The viscosity of nanosized colloid silica suspensions, used as binders in the investment casting, was determined as a function of their weight fraction reaching 52%. A new capillary viscometer was used whose construction eliminated sedimentation effects. The experiments have been carried out at fixed pH 10.0 and controlled ionic strength. It was found that for a low silica concentration range (weight fraction below 5%) the suspension viscosity increased more rapidly than the Einstein theory predicts. This anomalous behavior could not be explained in terms of the primary electroviscous effect predicted to be a few orders of magnitude smaller as observed. This discrepancy was accounted for by postulating a fuzzy, gel-like structure of colloid silicas used in our experiments.
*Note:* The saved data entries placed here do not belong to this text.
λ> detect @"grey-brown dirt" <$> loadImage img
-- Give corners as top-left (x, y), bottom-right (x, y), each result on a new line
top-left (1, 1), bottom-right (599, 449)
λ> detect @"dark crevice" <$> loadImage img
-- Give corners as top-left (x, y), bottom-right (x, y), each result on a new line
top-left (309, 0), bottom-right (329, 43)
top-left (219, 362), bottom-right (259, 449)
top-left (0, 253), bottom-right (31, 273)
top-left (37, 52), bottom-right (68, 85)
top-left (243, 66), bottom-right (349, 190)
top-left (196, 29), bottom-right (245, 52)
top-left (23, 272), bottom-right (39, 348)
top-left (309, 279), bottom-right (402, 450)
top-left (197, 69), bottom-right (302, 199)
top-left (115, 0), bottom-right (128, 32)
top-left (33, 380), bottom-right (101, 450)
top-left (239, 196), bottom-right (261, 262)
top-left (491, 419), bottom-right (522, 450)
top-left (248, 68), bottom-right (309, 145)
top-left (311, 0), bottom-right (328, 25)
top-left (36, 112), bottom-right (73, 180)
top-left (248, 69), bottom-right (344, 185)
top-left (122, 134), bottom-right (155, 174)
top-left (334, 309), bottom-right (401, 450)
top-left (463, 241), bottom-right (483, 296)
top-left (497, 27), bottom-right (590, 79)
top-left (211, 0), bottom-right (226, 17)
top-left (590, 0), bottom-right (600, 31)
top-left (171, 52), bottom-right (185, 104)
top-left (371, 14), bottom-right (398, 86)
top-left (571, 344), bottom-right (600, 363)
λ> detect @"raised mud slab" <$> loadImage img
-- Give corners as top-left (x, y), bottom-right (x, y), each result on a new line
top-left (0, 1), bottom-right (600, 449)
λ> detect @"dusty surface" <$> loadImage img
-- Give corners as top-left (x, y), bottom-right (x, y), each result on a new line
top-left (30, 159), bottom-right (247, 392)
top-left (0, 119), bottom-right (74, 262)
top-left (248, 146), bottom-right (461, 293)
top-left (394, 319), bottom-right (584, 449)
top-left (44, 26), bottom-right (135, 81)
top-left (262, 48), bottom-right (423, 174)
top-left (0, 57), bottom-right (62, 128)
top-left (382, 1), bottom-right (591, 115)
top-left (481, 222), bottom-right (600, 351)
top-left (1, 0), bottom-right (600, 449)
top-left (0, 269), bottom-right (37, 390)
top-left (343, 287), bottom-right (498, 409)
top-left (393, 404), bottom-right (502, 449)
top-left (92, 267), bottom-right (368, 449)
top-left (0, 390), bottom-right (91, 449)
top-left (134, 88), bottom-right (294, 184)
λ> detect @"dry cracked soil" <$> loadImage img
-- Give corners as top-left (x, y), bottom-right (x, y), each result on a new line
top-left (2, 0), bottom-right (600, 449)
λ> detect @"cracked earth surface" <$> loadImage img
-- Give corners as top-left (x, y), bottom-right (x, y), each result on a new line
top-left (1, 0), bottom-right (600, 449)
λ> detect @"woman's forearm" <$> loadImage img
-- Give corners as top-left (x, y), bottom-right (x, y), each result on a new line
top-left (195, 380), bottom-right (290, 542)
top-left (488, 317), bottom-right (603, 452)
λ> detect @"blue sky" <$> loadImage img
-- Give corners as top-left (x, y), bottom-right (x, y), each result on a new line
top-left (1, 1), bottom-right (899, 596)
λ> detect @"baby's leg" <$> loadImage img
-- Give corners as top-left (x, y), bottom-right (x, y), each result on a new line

Hence, the apparent hydrodynamic radius of silica particles in aqueous suspensions was found to be larger than the primary particle size in accordance with previous observations. Based on this postulate, an apparent density of the silica sols was found to be 1.32–1.37 g/cm 3 instead of 2.2–2.32 g/cm 3 as determined from the suspension dilution method. This behavior was interpreted in terms of the core/shell model with high shell porosity, reaching 85%. Similarly, for higher concentration ranges, silica viscosity increased more rapidly with increased sol concentration than predicted by the Batchelor model derived for hard particles. The deviation was attributed to the secondary electroviscous effect stemming from the electrostatic interactions among silica particles in sheared suspensions. This effect has quantitatively been interpreted in terms of Russel's theory. On the other hand, for the high concentration range the experimental results were well accounted for by the Dougherty–Krieger model. By exploiting our experimental findings a sensitive method of determining the structure and apparent density of silica sols in aqueous media was proposed.